Several candidates have already dismissed the effort as misguided, in talking to the Times. Former state controller Betty Yee called it a “very costly poll clearly aimed at narrowing the field.” Tony Thurmond described it as another attempt by party leadership to put its thumb on the scale. Even Antonio Villaraigosa’s campaign questioned why the party would spend money on polling rather than focus on voter turnout.

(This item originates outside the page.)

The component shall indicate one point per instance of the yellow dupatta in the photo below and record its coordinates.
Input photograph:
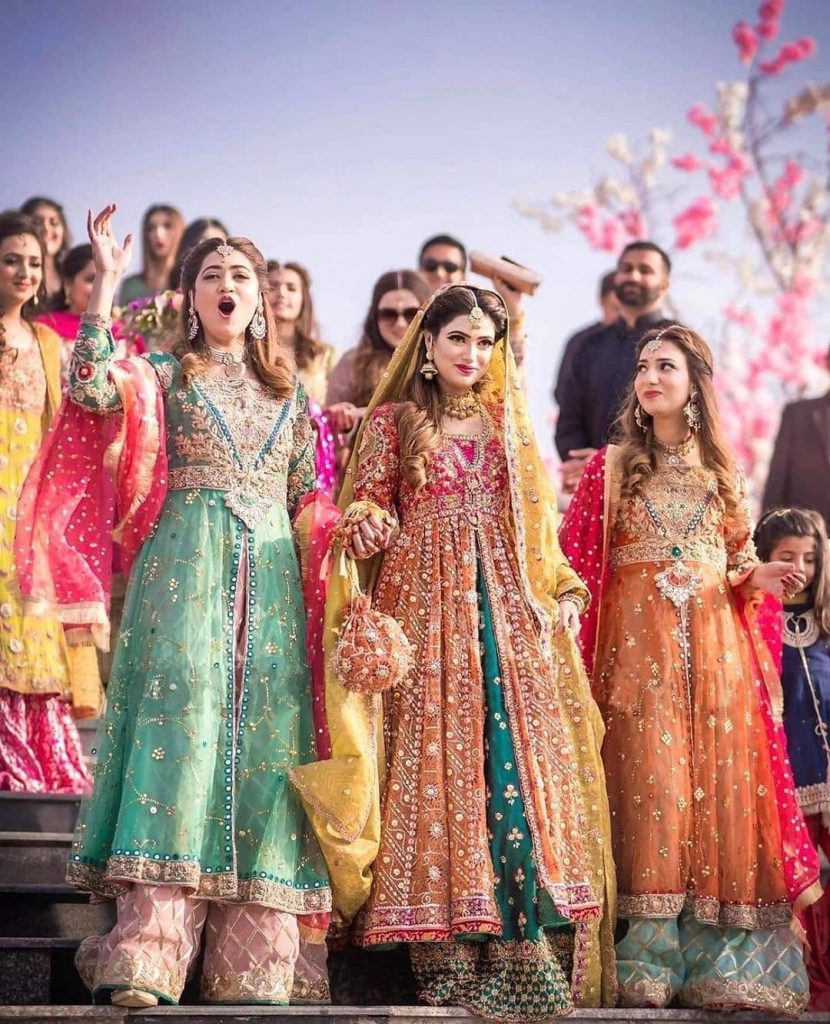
(342, 795)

The Real Strategy Isn’t Polling
The deeper flaw in Rusty Hicks’ plan is that it assumes the Democratic Party itself must manage the field, which I wrote about here, but here is the short version:
The reality is that California politics already has institutions that perform that function — and they are far more powerful than the state party.
Public-employee unions.
If the organizations that dominate California Democratic politics begin to believe there is a genuine risk that Democrats could be shut out of the November runoff, they will not rely on polling to solve the problem. They will intervene directly in the race.
There is precedent for this kind of strategic intervention. In the 2024 U.S. Senate race, Adam Schiff’s campaign spent millions on advertising that elevated Republican Steve Garvey during the primary campaign. The goal was simple: consolidate Republican voters behind Garvey so that the runoff would be Democrat versus Republican rather than an expensive Democrat-on-Democrat fight.

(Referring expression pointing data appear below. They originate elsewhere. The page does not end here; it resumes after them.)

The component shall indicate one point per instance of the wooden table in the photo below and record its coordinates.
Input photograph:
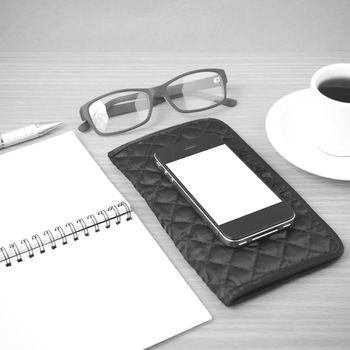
(312, 312)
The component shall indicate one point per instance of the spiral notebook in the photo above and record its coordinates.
(78, 270)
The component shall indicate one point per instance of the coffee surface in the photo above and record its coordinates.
(336, 89)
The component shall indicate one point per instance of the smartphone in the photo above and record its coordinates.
(236, 203)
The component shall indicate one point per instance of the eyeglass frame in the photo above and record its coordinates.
(157, 95)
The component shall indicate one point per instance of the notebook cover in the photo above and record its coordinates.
(231, 273)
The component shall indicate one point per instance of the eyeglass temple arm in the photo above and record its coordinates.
(175, 91)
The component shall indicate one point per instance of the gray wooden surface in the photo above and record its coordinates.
(312, 312)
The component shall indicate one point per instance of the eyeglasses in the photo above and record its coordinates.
(124, 110)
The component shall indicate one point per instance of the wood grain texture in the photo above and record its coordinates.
(311, 312)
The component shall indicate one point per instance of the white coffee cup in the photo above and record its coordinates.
(331, 118)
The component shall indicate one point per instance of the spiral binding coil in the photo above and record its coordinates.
(49, 238)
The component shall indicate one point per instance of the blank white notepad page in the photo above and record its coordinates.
(114, 289)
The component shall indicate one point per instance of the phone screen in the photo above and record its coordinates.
(222, 184)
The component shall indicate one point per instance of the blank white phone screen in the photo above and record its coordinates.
(224, 186)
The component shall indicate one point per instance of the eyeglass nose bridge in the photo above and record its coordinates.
(159, 95)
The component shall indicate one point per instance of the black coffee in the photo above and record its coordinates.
(337, 89)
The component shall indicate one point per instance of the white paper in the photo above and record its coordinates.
(225, 187)
(113, 289)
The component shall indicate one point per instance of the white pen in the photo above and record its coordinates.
(27, 133)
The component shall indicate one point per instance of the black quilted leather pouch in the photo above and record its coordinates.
(231, 273)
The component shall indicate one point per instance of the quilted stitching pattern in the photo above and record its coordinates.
(229, 273)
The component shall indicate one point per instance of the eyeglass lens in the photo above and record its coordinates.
(120, 111)
(197, 91)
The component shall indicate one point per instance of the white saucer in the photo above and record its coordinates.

The strategy worked, and the same logic would apply in the governor’s race if Democratic institutions conclude the risk of an all-Republican November is real.
If Riverside County Sheriff Chad Bianco and former Fox News host Steve Hilton remain positioned to possibly grab the two top spots, organized labor will not sit back and hope Democratic vote-splitting resolves itself. They will shape the outcome.
Neither Hilton nor Bianco would be remotely acceptable to organized labor in office. Both would threaten the political and financial ecosystem that dominates Sacramento, where public-employee unions finance Democratic campaigns and then sit across the bargaining table from the very politicians they helped elect.
So, Does It Matter?
Political parties often wish they had more control over crowded elections than they actually do. Rusty Hicks’ polling project is essentially an attempt to impose order on a process that rarely behaves the way party leadership hopes it will.
Campaigns built over months of fundraising, staffing, and political commitments do not suddenly collapse because party officials release a poll. If Democratic institutions conclude there is real danger in the current field configuration, the response will not come from survey results or polite suggestions that candidates reconsider their ambitions. It will come from the same place it always does in California politics: money, messaging, and the institutional muscle of organized labor shaping the field.
This entire episode is also a reminder of something critics warned about when California voters adopted the “top two” election system. The reform was sold as a way to produce moderation and expand voter choice. In practice, it has done the opposite — concentrating power among political institutions and leaving voters with fewer meaningful choices by the time the November ballot arrives.
If nothing else comes of this clown-car of a gubernatorial election, perhaps it will rekindle interest in reconsidering a system that promised more options for voters but too often narrows them.